This is the 2nd time this has happened now. I have a prospector setup to read /var/log/myapp/*.log and it brings up about 5 or 6 harvesters as intended. Things run smooth for a while but what seems to be randomly it just stops harvesting one of the files. The file is continually being written to and rotates the same time as all the others. The other prospectors are running just fine and if I restart filebeat it picks the missing file backup and starts shipping again. I don't see any errors in the mybeat logs either.
Here's some log files that might help. Notice the timestamp. After this no info for that particular log is generated (starting harvester, stopping, etc)

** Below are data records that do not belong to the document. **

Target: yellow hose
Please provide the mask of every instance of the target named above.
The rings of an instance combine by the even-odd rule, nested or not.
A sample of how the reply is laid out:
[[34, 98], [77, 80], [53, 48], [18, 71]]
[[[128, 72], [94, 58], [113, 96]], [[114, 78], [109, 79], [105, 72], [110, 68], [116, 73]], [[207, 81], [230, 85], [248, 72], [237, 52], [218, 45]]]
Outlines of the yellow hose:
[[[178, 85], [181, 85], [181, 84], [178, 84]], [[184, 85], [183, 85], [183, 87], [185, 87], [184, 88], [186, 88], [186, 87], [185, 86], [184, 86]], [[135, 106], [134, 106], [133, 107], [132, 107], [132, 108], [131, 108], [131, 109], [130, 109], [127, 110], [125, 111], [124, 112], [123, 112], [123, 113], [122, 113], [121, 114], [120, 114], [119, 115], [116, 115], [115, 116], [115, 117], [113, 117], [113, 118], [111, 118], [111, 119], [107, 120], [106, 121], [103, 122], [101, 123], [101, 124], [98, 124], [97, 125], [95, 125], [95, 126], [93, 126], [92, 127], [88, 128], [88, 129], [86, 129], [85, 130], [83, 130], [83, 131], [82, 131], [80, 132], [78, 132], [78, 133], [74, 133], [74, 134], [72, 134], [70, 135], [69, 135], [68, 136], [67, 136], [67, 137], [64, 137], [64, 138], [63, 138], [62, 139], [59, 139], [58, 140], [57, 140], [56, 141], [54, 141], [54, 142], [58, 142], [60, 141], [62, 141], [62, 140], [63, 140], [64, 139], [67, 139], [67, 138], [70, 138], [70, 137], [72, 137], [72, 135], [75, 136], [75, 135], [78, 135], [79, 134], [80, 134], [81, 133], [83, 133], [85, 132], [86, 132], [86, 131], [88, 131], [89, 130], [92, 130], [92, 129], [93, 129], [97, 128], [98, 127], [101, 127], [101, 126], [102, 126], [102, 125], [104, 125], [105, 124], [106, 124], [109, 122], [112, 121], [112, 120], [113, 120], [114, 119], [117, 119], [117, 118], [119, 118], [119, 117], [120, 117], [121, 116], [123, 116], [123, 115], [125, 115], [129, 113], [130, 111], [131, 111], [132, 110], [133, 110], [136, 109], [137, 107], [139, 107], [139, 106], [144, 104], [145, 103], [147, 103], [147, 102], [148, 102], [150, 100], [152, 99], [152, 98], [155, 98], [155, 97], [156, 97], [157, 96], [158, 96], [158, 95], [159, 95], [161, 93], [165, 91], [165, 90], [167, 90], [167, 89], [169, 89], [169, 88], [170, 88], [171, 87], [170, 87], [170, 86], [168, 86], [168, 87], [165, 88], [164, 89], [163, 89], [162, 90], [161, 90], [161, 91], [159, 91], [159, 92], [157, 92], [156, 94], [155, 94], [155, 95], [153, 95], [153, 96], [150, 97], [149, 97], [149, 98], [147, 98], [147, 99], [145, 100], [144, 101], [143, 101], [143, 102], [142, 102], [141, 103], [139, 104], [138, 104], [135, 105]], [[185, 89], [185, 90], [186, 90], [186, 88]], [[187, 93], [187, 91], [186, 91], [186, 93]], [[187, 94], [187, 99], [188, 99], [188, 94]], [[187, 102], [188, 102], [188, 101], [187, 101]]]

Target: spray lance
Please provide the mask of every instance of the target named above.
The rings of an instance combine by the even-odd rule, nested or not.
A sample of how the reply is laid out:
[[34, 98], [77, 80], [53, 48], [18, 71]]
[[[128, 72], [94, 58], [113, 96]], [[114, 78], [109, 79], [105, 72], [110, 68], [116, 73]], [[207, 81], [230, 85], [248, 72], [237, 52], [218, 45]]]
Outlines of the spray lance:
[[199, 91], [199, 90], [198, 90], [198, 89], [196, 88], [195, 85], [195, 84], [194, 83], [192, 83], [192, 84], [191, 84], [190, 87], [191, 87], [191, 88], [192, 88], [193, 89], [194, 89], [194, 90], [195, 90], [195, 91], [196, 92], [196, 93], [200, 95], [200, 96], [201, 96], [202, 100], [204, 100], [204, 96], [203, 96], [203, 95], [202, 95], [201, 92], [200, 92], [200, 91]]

2015-12-17T07:17:55Z ERR File reading error. Stopping harvester. Error: Stop harvesting as file is older then ignore_older: /var/log/myapp/mylog.log; Last change was: 10m5.015760004s
2015-12-17T07:53:45Z ERR File reading error. Stopping harvester. Error: Stop harvesting as file is older then ignore_older: /var/log/myapp/mylog.log; Last change was: 10m5.016134511s
/var/log/myapp/mylog.log: Again looking at the timestamps it should be picking this up. I redacted everything except the timestamp and loglevel just to show that the file is being written to.
2015-12-17 07:48:57.731427 [INFO]
2015-12-17 07:56:17.676947 [INFO]
2015-12-17 07:56:17.730149 [INFO]
2015-12-17 07:56:17.733369 [INFO]
2015-12-17 07:56:17.734734 [INFO]
2015-12-17 07:56:17.734842 [INFO]
2015-12-17 07:56:17.739996 [INFO]
Any ideas on what else I could look at? We are very close to pushing filebeat into production but this 'unknown' is holding it back. Thanks.
which filebeat version are you using.
problem is the ignore_older option. We set it to 24h by default. Don't know all in details, but this discussion thread (from message onward) seems to be related.
Hi we are currently using 1.0.0. I just updated to 1.0.1 though after the problem appeared. We have explicitly set the ignore_older option to 10m.
Even if the file is older then 10 min, once it's written to again won't the scan pick that up and start the harvester back up?
From this comment it seems ignore_older should be bigger the maximum update period, so files are not closed too soon and still picked up.
Can you try to run filebeat with -e -d 'prospector' to log some debug message (and other logs) to stderr?
After closing a file due to ignore_older prospector might generate different debug messages for this file:
- (always if last now - mod_time > ignore_older) Fetching old state of file to resume
- Resuming harvester on a previously harvested file
- Skipping file ...
- (if now - mod_time < ignore_older and file renamed) File rename was detected
- (if now - mod_time < ignore_older and no file rename)
- (if file is already known) Resuming harvester on a previously harvested file
- (if new file) Launching harvester on new file
The timestamps on your log-file match the actual log event timestamp. Filebeat uses the file modification time. If you know a file its name being affected in advance you can try this line of bash to get unique mod-time updates at about every second:
$ logfile=...; while true; do sleep 1; ls -l --full-time $logfile; done | uniq
QQ regarding ignore_older and logrotate. If I increase ignore_older to something like 1hr and the log file in question gets logrotated, will the prospector pick up the new file right away and start shipping or will it have to wait 1hr for the rotated one to close before picking up the new file?
the rotated file will be picked up I think. But still, the old one will be tried to read until ignore_older. You can try force_close_files option to close the fd before hitting ignore_older at the cost of missing lines not yet read when file rotation happens.
The new file will be picked up directly, latest after